The Williamsburg waterfront was a wall of industry over one hundred years ago and of a most combustible kind.
Manhattan had waterfront industry as well, but it was leveraged with rising skyscrapers. For instance, from the Williamsburg Bridge — not a decade old in 1912 — one could see the nearly-completed Woolworth Building emerging from the downtown skyline. When one turned to the Brooklyn side, however, you were greeted only with towers of belching smokestacks from warehouses and factories, dark, sooty and noxious.
Immediately north of the bridge was the Domino sugar plant, a remnant of William Havemeyer’s century-old sugar concern. Nearby were the oil tanks and plants of Standard Oil, coal yards, concrete warehouses, gas reservoirs and even a marine freight terminal, with storage warehouses with grain and hay. Many workers of these factories actually lived close by in tenements along Kent Avenue.
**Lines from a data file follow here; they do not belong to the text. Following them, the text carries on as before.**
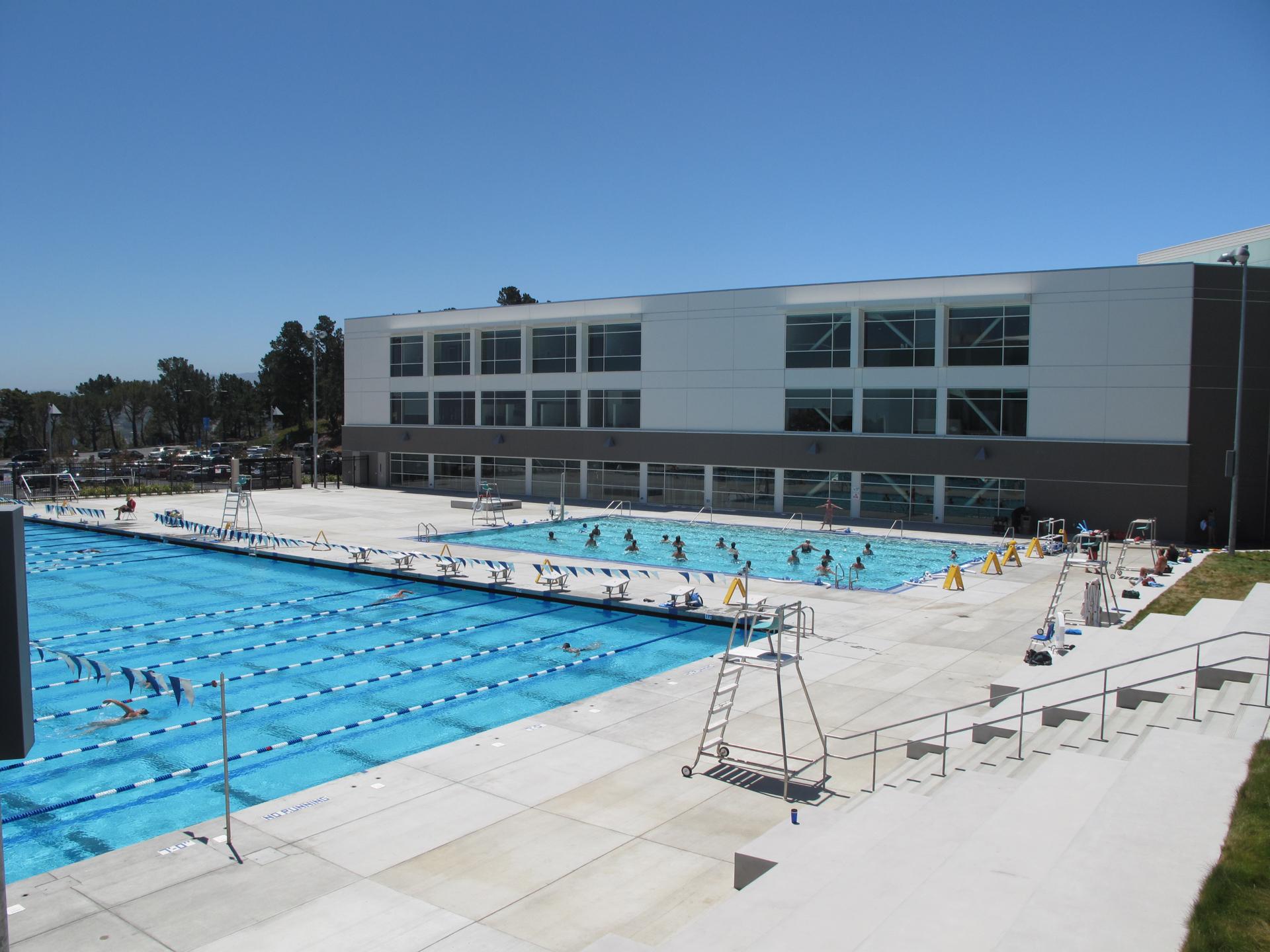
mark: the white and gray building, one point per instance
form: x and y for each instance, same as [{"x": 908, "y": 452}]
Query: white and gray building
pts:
[{"x": 1103, "y": 395}]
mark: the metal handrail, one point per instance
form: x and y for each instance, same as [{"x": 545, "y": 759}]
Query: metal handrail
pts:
[
  {"x": 786, "y": 524},
  {"x": 1023, "y": 705}
]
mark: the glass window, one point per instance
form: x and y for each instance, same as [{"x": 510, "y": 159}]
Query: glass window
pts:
[
  {"x": 908, "y": 412},
  {"x": 981, "y": 502},
  {"x": 818, "y": 411},
  {"x": 505, "y": 474},
  {"x": 988, "y": 337},
  {"x": 451, "y": 354},
  {"x": 502, "y": 408},
  {"x": 669, "y": 484},
  {"x": 556, "y": 408},
  {"x": 405, "y": 356},
  {"x": 818, "y": 340},
  {"x": 548, "y": 474},
  {"x": 900, "y": 338},
  {"x": 740, "y": 488},
  {"x": 889, "y": 495},
  {"x": 556, "y": 349},
  {"x": 613, "y": 409},
  {"x": 987, "y": 413},
  {"x": 501, "y": 350},
  {"x": 614, "y": 347},
  {"x": 455, "y": 473},
  {"x": 456, "y": 408},
  {"x": 607, "y": 481},
  {"x": 808, "y": 491},
  {"x": 409, "y": 409},
  {"x": 408, "y": 470}
]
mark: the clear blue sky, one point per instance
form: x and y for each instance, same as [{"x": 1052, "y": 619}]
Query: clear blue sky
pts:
[{"x": 179, "y": 178}]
And right in the middle of all that was the United Sulphur Company*, at Kent Avenue and North 10th Street. On the afternoon of November 25, 1912, an explosion here at the sulphur plant threatened to destroy the entire waterfront.
At right: Headline from the New York Tribune, November 26, 1912
Imagine both the sights and the smells of an exploding sulphur factory. Over 5,000 tons of crude sulphur were ignited, created a blast so powerful that some employees were literally blown into the river. Others were trapped in “suffocating fumes” and collapsed.
Newspaper reports made note of various acts of “unselfish heroism” as trained employees “plunge[d] into the yellow glare, shot with blue sulphur flame” to rescue unconscious co-workers.
Two more explosions spread the fire over three blocks, showering fiery embers into the hay bales over at the Brooklyn Eastern District Terminal building and endangering the nearby oil and gas tanks.
Fire alarms rang throughout the entire city, as firefighters from other boroughs soon arrived to help combat the blaze. This was the second time in history that a ‘borough call‘ — essentially, all hands on deck — had ever been made since the consolidation of New York in 1898.
The first would have been fresh on the minds of firefighters rushing to the scene — the devastating blaze at the Equitable Building (in Manhattan, at 120 Broadway) which had killed six people that January. It appears the borough call was not yet in place or was simply not called in 1911, when the fire at the Triangle Factory Fire killed 146 workers.
“This was the hardest fire of its sort I ever experienced,” said New York fire chief John Kenlon of the blaze. Taking seven hours to fully extinguish, the inferno was made worse by the billowing sulfurous fumes which knocked out more than a few firemen and at least four fire horses.
One benefit of the burning sulphur: it smelled so rancid that residents of tenements in the surrounding neighborhood fled early from the smell. A good thing, as the flames eventually destroyed a tenement on Berry Street. A local saloon also caught fire from wisps of burning hay.
Below: An almost abstract photo of the fire from the Tribune.
Hundreds of spectators watched the blaze from the vantage of the Williamsburg Bridge, the sulphur created a thick curtain of smoke; the New York Times claimed that “the flames showed like dancing green sprites through the fog of gas and smoke.”
Unbelievably, despite dire headlines — ‘DEAD IN RUINS OF BROOKLYN FIRE‘ — it appears there were no deaths due to the blaze, but dozens of injuries. It was a true test of the consolidated New York Fire Department, and one they ably passed.
*’Sulfur’ is the more preferred spelling today, but as the original company used the British spelling ‘sulphur’, I have continued that spelling throughout the article for consistency.